The Financial Industry Regulatory Authority has fined Wedbush Securities Inc. $1.5 million for violating the Securities and Exchange Commission’s customer protection and net capital rules, and for related supervisory and books and records failures.

The Financial Industry Regulatory Authority has fined Wedbush Securities Inc. $1.5 million for violating the Securities and Exchange Commission’s customer protection and net capital rules, and for related supervisory and books and records failures.

To ensure that customers could recover their assets in the event of the broker-dealer’s insolvency, the customer protection rule requires the broker-dealer to obtain and maintain physical possession or control over certain securities.

These securities must be segregated in a “control location,” free of liens or any other encumbrance that could prevent customers from taking their possession. The rule also requires the broker-dealer to maintain a reserve of cash or qualified securities, in a bank account, that is at least equal in value to the net cash the broker-dealer owes its customers.

The SEC net capital rule requires broker-dealers to maintain a minimum amount of net capital to meet their financial obligations to customers.

“Firms have a fundamental responsibility to safeguard the securities of their customers,” said Susan Schroeder, FINRA’s executive vice president, department of enforcement. “The customer protection and net capital rules are important components of investor protection, and member firms must have reasonably designed and maintained systems and supervision to ensure both that they comply with the rules’ requirements and detect and remediate any weaknesses.”
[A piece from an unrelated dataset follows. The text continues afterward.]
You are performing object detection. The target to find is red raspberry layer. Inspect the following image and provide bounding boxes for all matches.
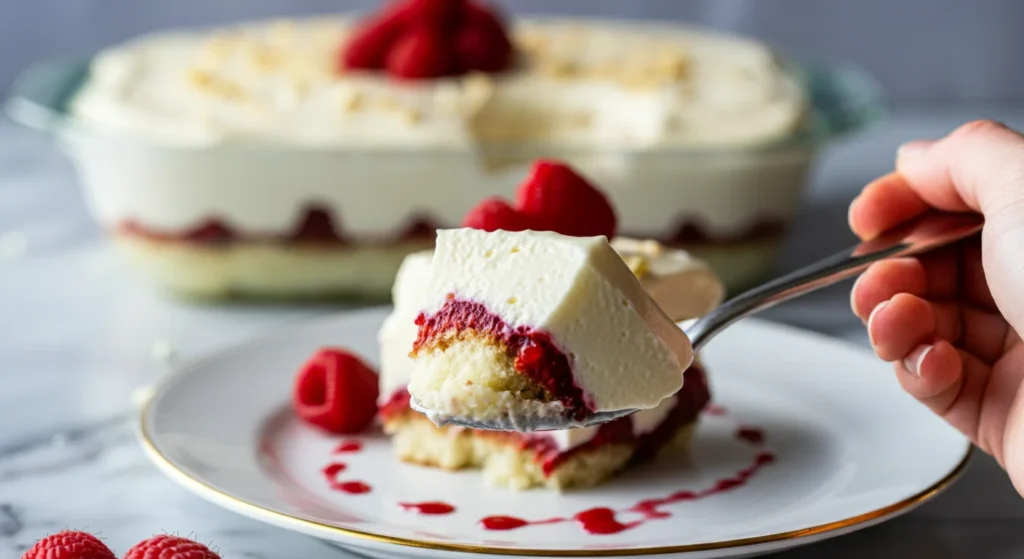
[522,358,711,475]
[413,298,593,420]
[118,208,786,247]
FINRA found that, during a five-month period in 2015 and 2016, Wedbush was net capital deficient, ranging between $10.5 million and $59.4 million. FINRA claims that the deficiencies resulted from Wedbush’s failure to take required deductions when valuing certain certificates of deposit for purposes of computing its net capital.

In addition, from 2011 to 2016, FINRA said that Wedbush failed to accurately calculate its customer reserve requirement on 84 occasions, causing the firm to underfund its customer reserve account 73 times, in amounts ranging from approximately $2 million to $77 million.

Wedbush also allegedly included ineligible assets in its customer reserve account, causing it to underfund its reserve an additional 110 times, in amounts ranging from approximately $9 million to $375 million.

In addition, FINRA alleges that Wedbush held customer assets in locations that were not protected from claims by third parties. The regulators maintain that supervisory system failures exposed customer funds and securities to risk and prevented the firm from detecting the deficiencies for nearly seven years. FINRA claims that supervisory failures caused the firm to maintain inaccurate books and records, and to file 37 inaccurate FOCUS reports.

In settling this matter, Wedbush neither admitted nor denied the charges.